Cookbook

When To Use Factories vs Abstract Factories

Starting with version 3, Zend\ServiceManager\Factory\AbstractFactoryInterface extends Zend\ServiceManager\Factory\FactoryInterface, meaning they may be used as either an abstract factory, or mapped to a specific service name as its factory.

As an example:

return [
    'factories' => [
        SomeService::class => AnAbstractFactory::class,
    ],
];

Why would you choose one approach over the other?

Comparisons

Approach Pros Cons
Abstract factory One-time setup Performance; discovery of code responsible for creating instance
Factory Performance; explicit mapping to factory responsible Additional (duplicate) setup

Essentially, it comes down to convenience versus explicitness and/or performance.

Convenience

Writing a factory per service is time consuming, and, particularly in early stages of an application, can distract from the actual business of writing the classes and implementations; in addition, since requirements are often changing regularly, this boiler-plate code can be a nuisance.

In such situations, one or more abstract factories — such as the ConfigAbstractFactory, the ReflectionBasedAbstractFactory, or the zend-mvc LazyControllerAbstractFactory — that can handle the bulk of your needs are often worthwhile, saving you time and effort as you code.

Explicitness

The drawback of abstract factories is that lookups by the service manager take longer, and increase based on the number of abstract factories in the system. The service manager is optimized to locate factories, as it can do an immediate hash table lookup; abstract factories involve:

  • Looping through each abstract factory
    • invoking its method for service location
    • if the service is located, using the factory

This means, internally:

  • a hash table lookup (for the abstract factory)
  • invocation of 1:N methods for discovery
    • which may contain additional lookups and/or retrievals in the container
  • invocation of a factory method (assuming succesful lookup)

As such, having an explicit map can aid performance dramatically.

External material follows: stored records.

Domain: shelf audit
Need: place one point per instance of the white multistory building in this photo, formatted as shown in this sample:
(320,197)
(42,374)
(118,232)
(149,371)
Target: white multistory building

Additionally, having an explicit map can aid in understanding what class is responsible for initializing a given service. Without an explicit map, you need to identify all possible abstract factories, and determine which one is capable of handling the specific service; in some cases, multiple factories might be able to, which means you additionally need to know the order in which they will be queried.

The primary drawback is that you also end up with potentially duplicate information in your configuration:

  • Multiple services mapped to the same factory.
  • In cases such as the ConfigAbstractFactory, additional configuration detailing how to create the service.

Tradeoffs

What it comes down to is which development aspects your organization or project favor. Hopefully the above arguments detail what tradeoffs occur, so you may make an appropriate choice.

Tooling

Starting with 3.2.0, we began offering a variety of console tools to assist you in generating both dependency configuration and factories. Use these to help your code evolve. An expected workflow in your application development evolution is:

  • Usage of the ReflectionBasedAbstractFactory as a "catch-all", so that you do not need to do any factory/dependency configuration immediately.
  • Usage of the ConfigAbstractFactory, mapped to services, once dependencies have settled, to disambiguate dependencies, or to list custom services returning scalar or array values.
  • Finally, usage of the generate-factory-for-class vendor binary to generate actual factory classes for your production-ready code, providing the best performance.